Flux.2 Klein 4B on RTX 4070: FP8 ComfyUI 4-Step Text-to-Image at ~8.4 GB

What You'll Build

Generate 1024×1024 images locally with Black Forest Labs' Flux.2 Klein 4B — the Apache-2.0, 4-billion-parameter, step-distilled member of the Flux.2 family — on an RTX 4070. The RTX 4070 is the consumer card Black Forest Labs names by name: the Klein 4B model card's Hardware section states "The FLUX.2 [klein] 4B model fits in ~13GB VRAM and is accessible on NVIDIA RTX 3090/4070 and above". This recipe leads with the FP8 ComfyUI path because the 4070's Ada Lovelace AD104 (sm_89) has 4th-generation FP8 tensor cores (E4M3/E5M2), and the FP8 distilled variant runs at a ~8.4 GB peak — leaving comfortable headroom inside the 4070's 12 GB budget.

Hardware data: RTX 4070 (12 GB VRAM) · ~8.4 GB peak VRAM at FP8 distilled (FP8 runtime-graph property) · 4-step distilled generation · See benchmark data

ℹ️ This recipe targets Klein 4B (Apache-2.0), not the 9B variants. The official Flux.2 README ships Klein in several sizes — only the 4B models (distilled and base) are Apache-2.0 and free for commercial use. The 9B and 9B-KV variants are released under the FLUX Non-Commercial License. Everything below pins the 4B distilled variant; the file names and VRAM figures are 4B-specific.
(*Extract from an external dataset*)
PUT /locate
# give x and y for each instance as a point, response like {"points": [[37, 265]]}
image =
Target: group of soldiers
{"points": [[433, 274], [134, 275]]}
⚠️ 12 GB budget: lead with the FP8 path, not BF16. The RTX 4070's 12 GB budget (≈10.5–11.3 GB usable once a display is attached) does not comfortably hold the ~13 GB BF16 + CPU-offload diffusers path documented on the BFL model card. On the 4070, use Path A (FP8 ComfyUI, ~8.4 GB) — that is why min_vram_gb is set to 8 here. The ~13 GB BF16 + offload path is documented below only as a 16 GB-card / headless alternative, not as a 12 GB display-card path.

Requirements

Component	Minimum	Tested
GPU	~9 GB VRAM for the FP8 ComfyUI path (peak ~8.4 GB)	RTX 4070 (12 GB)
RAM	16 GB (32 GB recommended if you try the BF16 + offload path)	—
Storage	~8 GB (FP8 ComfyUI single-file + Qwen3-4B encoder + VAE)	—
Software	ComfyUI (latest nightly with Klein nodes) — OR — `diffusers` (main) + `transformers` + `accelerate`	—

The official black-forest-labs/FLUX.2-klein-4b-fp8 repository ships a 4.07 GB FP8 single-file (flux-2-klein-4b-fp8.safetensors) used by the ComfyUI path, per the HF tree API. FP8 runs natively on the RTX 4070's 4th-gen Ada tensor cores (E4M3/E5M2) — no special build is required. The full BF16 diffusers checkout from black-forest-labs/FLUX.2-klein-4B is one consolidated 7.75 GB transformer file (flux-2-klein-4b.safetensors) plus the 8.05 GB Qwen3-4B text encoder shards (in text_encoder/) and the 168 MB Flux.2-family VAE — that BF16 path is the higher-VRAM alternative below, not the recommended 12 GB path.

Installation

The recommended path on the RTX 4070 is Path A (ComfyUI FP8) — it leverages the card's native Ada FP8 tensor cores and lands at ~8.4 GB peak, well inside the 12 GB budget. Path B (BF16 diffusers + offload) is documented as an alternative for users with a 16 GB card or a headless box; on a 12 GB display card it is too tight (see the warning above).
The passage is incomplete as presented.